Give me a full blast, right in the heart, Eve thought, and end my time clean.

In the next room the man was much younger, and cocooned in a thin transparent tent.

She found Moniqua one door down, with the doctor scanning the readout on a monitor while his patient lay white as death and still as stone.

He glanced over with annoyance, and a frown marred the face set off by a natty beard and mustache the color of paprika.

“You’re not allowed in here.”

“Lieutenant Dallas, NYPSD.” She offered her badge. “She’s mine.”

“On the contrary, Lieutenant. She’s mine.”

“Is she going to make it?”

“I can’t say. We’re doing all that can be done.”

“Look, I don’t want the company line. Two other women haven’t made it to the hospital. They went straight to the morgue. MT told me she had a cardiac incident, a bp that hit the cellar, and complications from the OD. I need to know if she’s going to come out of it enough to tell me who put her here.”

“And I can’t tell you. Her heart was damaged. We’re unable to determine as yet if there was brain damage as well. Her vitals are low and weak. She’s in a coma.
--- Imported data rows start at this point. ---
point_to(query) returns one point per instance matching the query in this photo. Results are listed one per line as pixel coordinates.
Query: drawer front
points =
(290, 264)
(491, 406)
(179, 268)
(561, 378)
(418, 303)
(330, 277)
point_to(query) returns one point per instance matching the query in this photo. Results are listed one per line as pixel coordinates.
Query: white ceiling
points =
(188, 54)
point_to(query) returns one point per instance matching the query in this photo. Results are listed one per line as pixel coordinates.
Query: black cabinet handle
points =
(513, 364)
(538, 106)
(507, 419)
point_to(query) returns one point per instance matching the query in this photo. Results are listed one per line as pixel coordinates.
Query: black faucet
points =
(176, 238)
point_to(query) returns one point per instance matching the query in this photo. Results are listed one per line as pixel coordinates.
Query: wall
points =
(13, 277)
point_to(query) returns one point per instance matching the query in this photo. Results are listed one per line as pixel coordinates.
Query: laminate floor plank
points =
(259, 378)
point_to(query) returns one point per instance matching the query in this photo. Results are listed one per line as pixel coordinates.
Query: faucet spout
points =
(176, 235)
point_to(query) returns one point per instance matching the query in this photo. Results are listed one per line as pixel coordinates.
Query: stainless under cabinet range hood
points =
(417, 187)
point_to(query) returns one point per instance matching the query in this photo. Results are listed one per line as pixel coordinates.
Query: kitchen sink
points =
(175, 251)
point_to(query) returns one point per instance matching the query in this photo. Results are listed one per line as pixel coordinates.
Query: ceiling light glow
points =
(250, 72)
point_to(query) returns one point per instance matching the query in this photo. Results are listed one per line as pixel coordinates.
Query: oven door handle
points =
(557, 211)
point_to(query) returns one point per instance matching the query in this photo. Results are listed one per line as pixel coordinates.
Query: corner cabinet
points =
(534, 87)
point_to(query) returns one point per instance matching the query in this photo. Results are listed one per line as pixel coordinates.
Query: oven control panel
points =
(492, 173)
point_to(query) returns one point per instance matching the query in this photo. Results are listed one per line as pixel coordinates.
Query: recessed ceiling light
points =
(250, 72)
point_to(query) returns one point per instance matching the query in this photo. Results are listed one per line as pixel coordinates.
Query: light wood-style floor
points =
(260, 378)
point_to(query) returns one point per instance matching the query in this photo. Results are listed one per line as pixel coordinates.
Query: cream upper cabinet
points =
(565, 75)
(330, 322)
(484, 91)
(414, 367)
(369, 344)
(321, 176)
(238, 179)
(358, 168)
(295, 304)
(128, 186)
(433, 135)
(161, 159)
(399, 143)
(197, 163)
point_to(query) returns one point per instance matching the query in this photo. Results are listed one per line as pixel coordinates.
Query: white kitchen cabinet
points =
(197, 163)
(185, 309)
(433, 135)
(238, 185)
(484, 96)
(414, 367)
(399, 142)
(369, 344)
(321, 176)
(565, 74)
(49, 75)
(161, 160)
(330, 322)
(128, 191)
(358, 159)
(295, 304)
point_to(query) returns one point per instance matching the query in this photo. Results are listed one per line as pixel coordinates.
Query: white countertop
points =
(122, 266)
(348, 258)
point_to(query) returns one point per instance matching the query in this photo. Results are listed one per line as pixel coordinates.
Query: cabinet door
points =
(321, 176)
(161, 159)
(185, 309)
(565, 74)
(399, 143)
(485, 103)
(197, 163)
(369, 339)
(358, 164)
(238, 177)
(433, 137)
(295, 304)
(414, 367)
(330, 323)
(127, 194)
Her system’s been so compromised by the drugs it’s a minor miracle she was aware enough to call nine-eleven.”

“But she did, and I say that makes her tough.” She looked down at Moniqua, willed her to consciousness. “The drugs were administered without her knowledge. Are you aware of that?”

“That hasn’t been confirmed, but I’ve heard the media reports on the two murders.”

“He doused her with the two illegals, then he raped her. I need someone in here with a rape kit.”

“I’ll have one of the

physician’s assistants take care of it.”

“I need a police rep, too, to collect whatever evidence she’s got in her.”

“I know the drill,” Michaels said with a snap of impatience in his voice. “Get your rep, get your evidence. That’s not my concern. Keeping her alive is.”

“And mine is pinning the son of a bitch who put her here. That doesn’t make her less to me. You’ve examined her? Personally?”